En novembre 2023, alors qu’il était chef de la Luftwaffe, le général Ingo Gerhartz avait souligné la nécessité d’accélérer le développement de certains axes clés du projet du Système de Combat Aérien du Futur (SCAF), notamment ceux liés aux effecteurs connectés, également appelés « porteurs distants », et aux drones de combat (UCAV). « Nous devons les avoir bien plus tôt », avait-il insisté dans une interview.
Pour rappel, la responsabilité du développement des effecteurs connectés et des drones destinés à accompagner les avions de combat de nouvelle génération (NGF) a été confiée à Airbus Defence & Space, en partenariat principal avec MBDA.
En 2024, alors que la France s’apprêtait à lancer le Rafale F5 et son drone de combat dérivé du démonstrateur nEUROn, Airbus Defence & Space avait présenté le « Wingman », un projet de drone UCAV piloté depuis un avion de chasse existant tel que l’Eurofighter. Ce drone était conçu pour réaliser des missions à « haut risque », telles que la guerre électronique, la reconnaissance et les frappes terrestres.
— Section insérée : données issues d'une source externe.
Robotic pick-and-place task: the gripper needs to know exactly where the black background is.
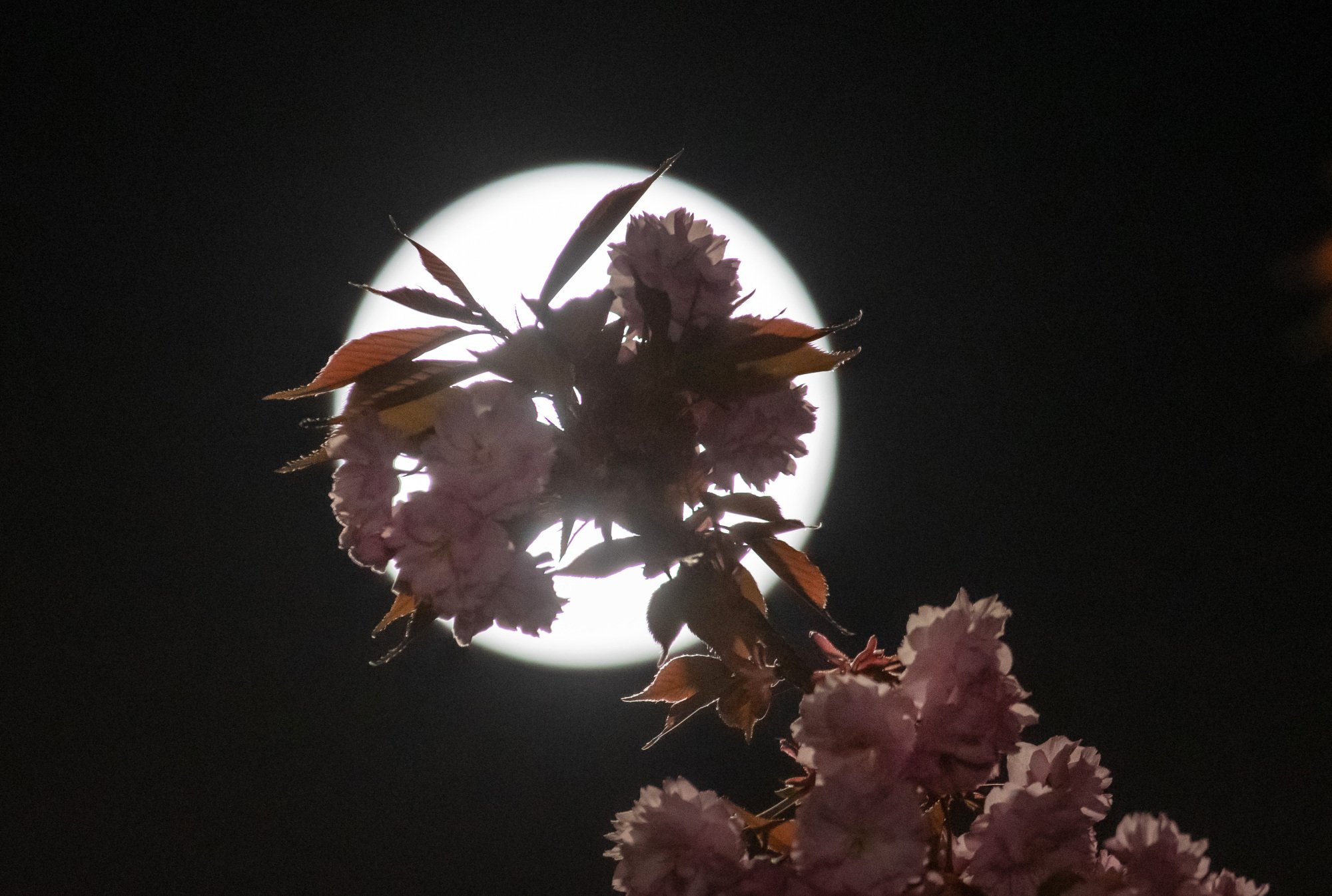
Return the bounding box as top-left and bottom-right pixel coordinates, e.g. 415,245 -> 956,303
13,3 -> 1332,893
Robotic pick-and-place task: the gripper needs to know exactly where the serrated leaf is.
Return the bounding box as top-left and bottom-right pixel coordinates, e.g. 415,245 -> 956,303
352,284 -> 477,324
538,153 -> 679,308
473,326 -> 574,395
726,519 -> 809,545
277,445 -> 329,473
621,654 -> 730,703
750,538 -> 829,610
717,663 -> 777,743
389,218 -> 482,312
555,535 -> 647,579
370,594 -> 417,635
731,566 -> 767,616
643,694 -> 717,750
265,326 -> 477,398
738,343 -> 860,379
705,491 -> 783,523
674,563 -> 773,666
529,289 -> 615,361
763,819 -> 795,856
342,361 -> 481,429
647,575 -> 686,666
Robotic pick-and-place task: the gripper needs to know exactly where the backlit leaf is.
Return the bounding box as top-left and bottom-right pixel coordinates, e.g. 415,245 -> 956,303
389,218 -> 482,312
717,668 -> 777,743
555,535 -> 647,579
542,289 -> 615,361
647,575 -> 687,664
750,538 -> 829,610
473,326 -> 574,395
731,566 -> 767,616
370,594 -> 416,635
621,654 -> 731,703
763,819 -> 795,856
538,153 -> 679,308
277,445 -> 329,473
703,491 -> 782,523
265,326 -> 476,398
738,343 -> 860,379
352,284 -> 477,324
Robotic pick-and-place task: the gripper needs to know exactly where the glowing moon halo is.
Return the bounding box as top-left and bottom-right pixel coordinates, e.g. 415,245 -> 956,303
334,164 -> 838,667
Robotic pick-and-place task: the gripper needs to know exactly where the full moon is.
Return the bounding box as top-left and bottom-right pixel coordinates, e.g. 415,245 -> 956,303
334,164 -> 838,667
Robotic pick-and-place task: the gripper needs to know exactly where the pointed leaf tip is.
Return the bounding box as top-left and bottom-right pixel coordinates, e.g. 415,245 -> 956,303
538,149 -> 685,308
264,326 -> 477,401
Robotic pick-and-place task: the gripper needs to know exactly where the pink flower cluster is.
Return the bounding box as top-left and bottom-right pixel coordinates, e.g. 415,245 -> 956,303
609,209 -> 815,491
329,381 -> 563,644
606,592 -> 1268,896
609,209 -> 741,339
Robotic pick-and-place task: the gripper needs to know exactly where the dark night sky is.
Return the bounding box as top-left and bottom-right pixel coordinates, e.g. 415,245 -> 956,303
10,3 -> 1332,893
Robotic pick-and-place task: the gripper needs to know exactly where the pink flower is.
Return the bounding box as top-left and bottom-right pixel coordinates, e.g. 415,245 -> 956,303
958,783 -> 1096,896
385,491 -> 563,644
898,591 -> 1038,795
791,774 -> 927,896
1106,812 -> 1209,896
421,381 -> 555,519
1203,871 -> 1271,896
325,413 -> 404,572
610,209 -> 741,339
606,778 -> 745,896
1008,736 -> 1111,821
791,674 -> 916,782
1063,849 -> 1138,896
698,385 -> 815,491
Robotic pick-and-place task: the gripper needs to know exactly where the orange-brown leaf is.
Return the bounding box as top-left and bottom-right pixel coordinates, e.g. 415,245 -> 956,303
717,675 -> 777,743
751,538 -> 829,610
473,326 -> 574,395
277,445 -> 329,473
393,224 -> 481,312
703,491 -> 782,523
539,153 -> 679,306
647,575 -> 689,666
555,535 -> 647,579
352,284 -> 477,322
372,594 -> 416,635
622,654 -> 730,703
731,566 -> 767,616
265,326 -> 476,398
739,343 -> 860,379
342,361 -> 481,429
763,819 -> 795,856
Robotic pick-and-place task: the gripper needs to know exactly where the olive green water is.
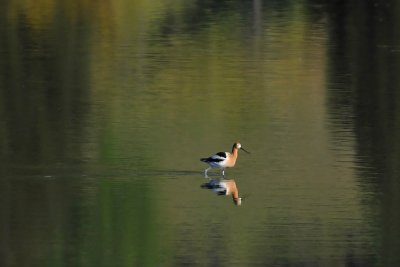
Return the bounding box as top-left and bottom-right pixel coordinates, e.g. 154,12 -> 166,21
0,0 -> 400,266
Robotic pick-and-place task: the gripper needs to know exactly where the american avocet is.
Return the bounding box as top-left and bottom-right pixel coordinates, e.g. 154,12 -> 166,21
200,142 -> 250,178
201,179 -> 242,206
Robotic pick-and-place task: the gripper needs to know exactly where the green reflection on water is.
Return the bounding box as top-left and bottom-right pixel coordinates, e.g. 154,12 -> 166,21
0,1 -> 399,266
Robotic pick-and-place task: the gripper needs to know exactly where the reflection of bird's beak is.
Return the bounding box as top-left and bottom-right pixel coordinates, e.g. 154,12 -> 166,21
240,147 -> 250,154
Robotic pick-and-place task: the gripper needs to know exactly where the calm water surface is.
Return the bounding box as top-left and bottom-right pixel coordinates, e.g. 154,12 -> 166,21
0,0 -> 400,266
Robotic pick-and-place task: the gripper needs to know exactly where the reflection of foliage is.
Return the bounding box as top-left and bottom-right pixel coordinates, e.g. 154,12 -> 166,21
329,1 -> 400,266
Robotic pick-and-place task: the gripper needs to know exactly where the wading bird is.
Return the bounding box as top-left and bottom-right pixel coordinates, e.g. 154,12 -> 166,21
200,142 -> 250,178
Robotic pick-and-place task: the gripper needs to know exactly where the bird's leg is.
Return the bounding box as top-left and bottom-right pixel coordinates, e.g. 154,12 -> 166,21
204,167 -> 211,178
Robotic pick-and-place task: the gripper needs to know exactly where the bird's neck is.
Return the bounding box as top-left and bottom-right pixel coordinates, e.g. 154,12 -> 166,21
232,146 -> 238,158
232,190 -> 239,201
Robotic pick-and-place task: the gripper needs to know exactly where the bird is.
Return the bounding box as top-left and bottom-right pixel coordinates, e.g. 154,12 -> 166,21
200,142 -> 250,178
201,179 -> 242,206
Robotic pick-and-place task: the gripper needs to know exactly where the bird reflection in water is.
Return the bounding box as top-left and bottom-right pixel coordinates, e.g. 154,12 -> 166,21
201,178 -> 242,206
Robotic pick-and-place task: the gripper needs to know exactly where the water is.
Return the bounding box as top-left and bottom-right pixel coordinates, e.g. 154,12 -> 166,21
0,0 -> 400,266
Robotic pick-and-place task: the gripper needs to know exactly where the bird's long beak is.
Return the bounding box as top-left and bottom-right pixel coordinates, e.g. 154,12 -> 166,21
240,147 -> 250,154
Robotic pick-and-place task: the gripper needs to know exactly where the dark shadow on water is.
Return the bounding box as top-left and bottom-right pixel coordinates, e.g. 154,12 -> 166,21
200,178 -> 242,206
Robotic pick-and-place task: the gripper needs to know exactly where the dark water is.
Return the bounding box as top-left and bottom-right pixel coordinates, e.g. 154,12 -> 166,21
0,0 -> 400,266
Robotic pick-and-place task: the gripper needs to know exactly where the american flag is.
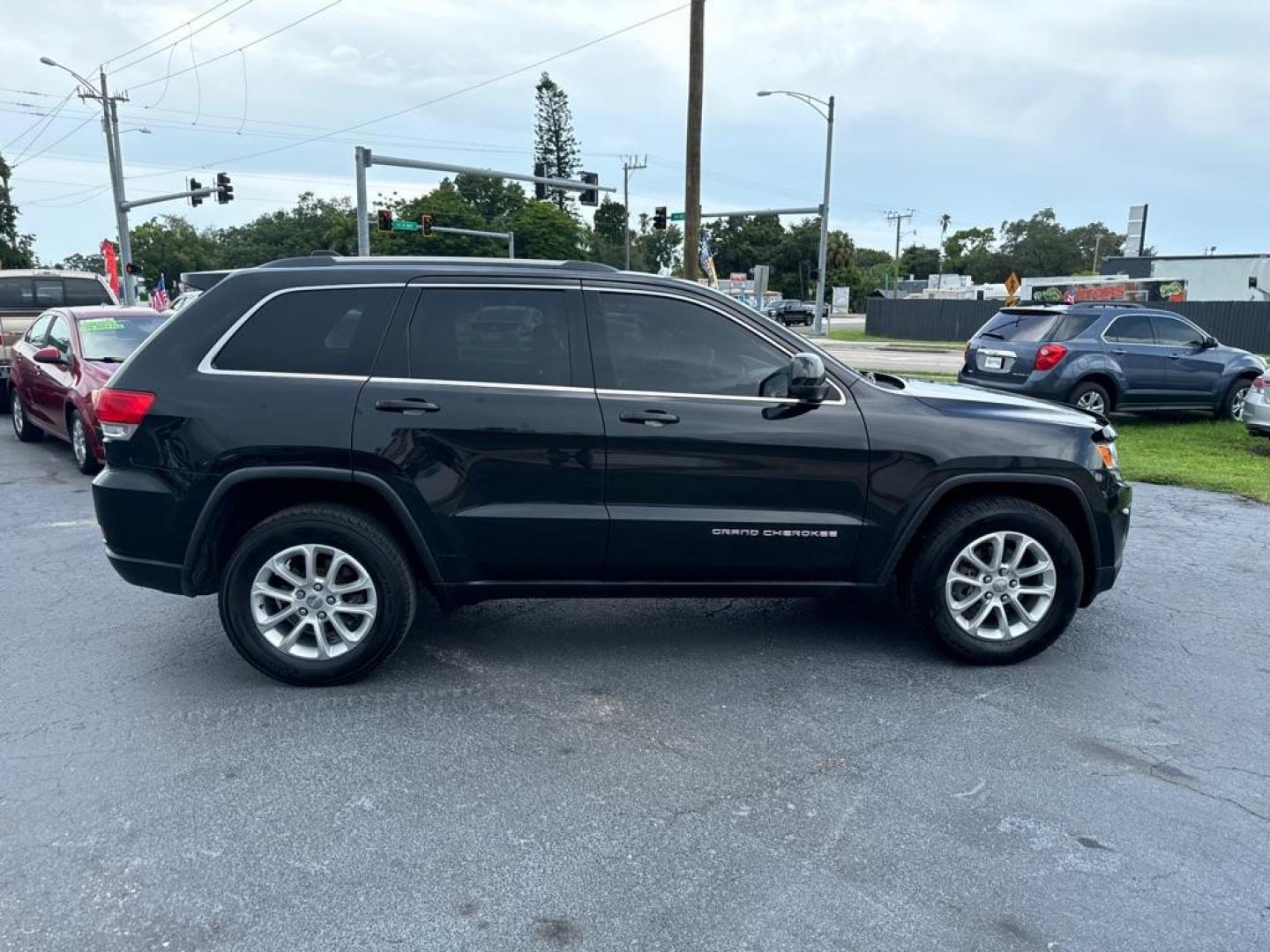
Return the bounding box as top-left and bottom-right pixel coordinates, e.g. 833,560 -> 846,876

Une question se pose désormais quant à l’avenir de ce projet, suite à l’annonce faite par Airbus le 16 juillet. Le groupe européen a officialisé une alliance avec la société américaine Kratos afin de proposer à la Luftwaffe un avion de combat collaboratif non armé (UCCA), développé à partir du drone XQ-58A Valkyrie.
Le XQ-58A Valkyrie, développé dans le cadre du programme LCASD (Low Cost Attritable Strike Demonstration) du laboratoire de recherche de l’US Air Force, a effectué son premier vol en mars 2019.
Lancé à l’aide d’une catapulte pneumatique sur rail, ce drone de type « Loyal Wingman » dispose d’un rayon d’action de 5600 km, peut atteindre Mach 0,9 et voler jusqu’à 13 700 mètres d’altitude.
Propulsé par un turboréacteur Williams FJ33, le Valkyrie peut embarquer une charge utile de 270 kg dans sa soute, équivalente à deux bombes GBU-39, avec la possibilité d’augmenter cette capacité grâce à des points d’emport externes.
Le 3 juillet, l’Air Force Research Laboratory (AFRL) a célébré une étape importante dans la « collaboration homme-machine » : des pilotes aux commandes d’un F-16C et d’un F-15E « Eagle » ont contrôlé simultanément chacun deux XQ-58A lors d’un entraînement de combat aérien, démontrant ainsi l’intégration en temps réel entre plateformes pilotées et semi-autonomes.
Dans le cadre de son partenariat avec Kratos, Airbus Defence & Space devra fournir le système de mission « souverain » qui sera installé à bord du XQ-58A Valkyrie destiné à la Luftwaffe.
« Compte tenu de la situation géopolitique actuelle, nos clients ont exprimé un besoin urgent d’avions de combat collaboratifs, qu’ils soient jetables ou non », a déclaré Michael Schöllhorn, PDG d’Airbus Defence and Space. « Notre collaboration avec Kratos, basée sur une plateforme éprouvée et équipée d’un système de mission multiplateforme souverain, nous permettra de fournir des capacités essentielles à nos forces en Europe d’ici la fin de la décennie », a-t-il ajouté.
Il a également insisté : « Ce partenariat contribuera à renforcer les capacités de défense de l’Europe tout en consolidant les relations transatlantiques au sein de l’OTAN. »
Cette coopération entre Airbus Defence & Space et Kratos s’ajoute à celle que Rheinmetall a signée avec la société américaine Anduril lors du Salon du Bourget en juin. L’accord porte sur la production conjointe des missiles Barracuda et Fury, développés par la société californienne, ainsi que sur le développement de moteurs-fusées à propergol solide pour le marché européen.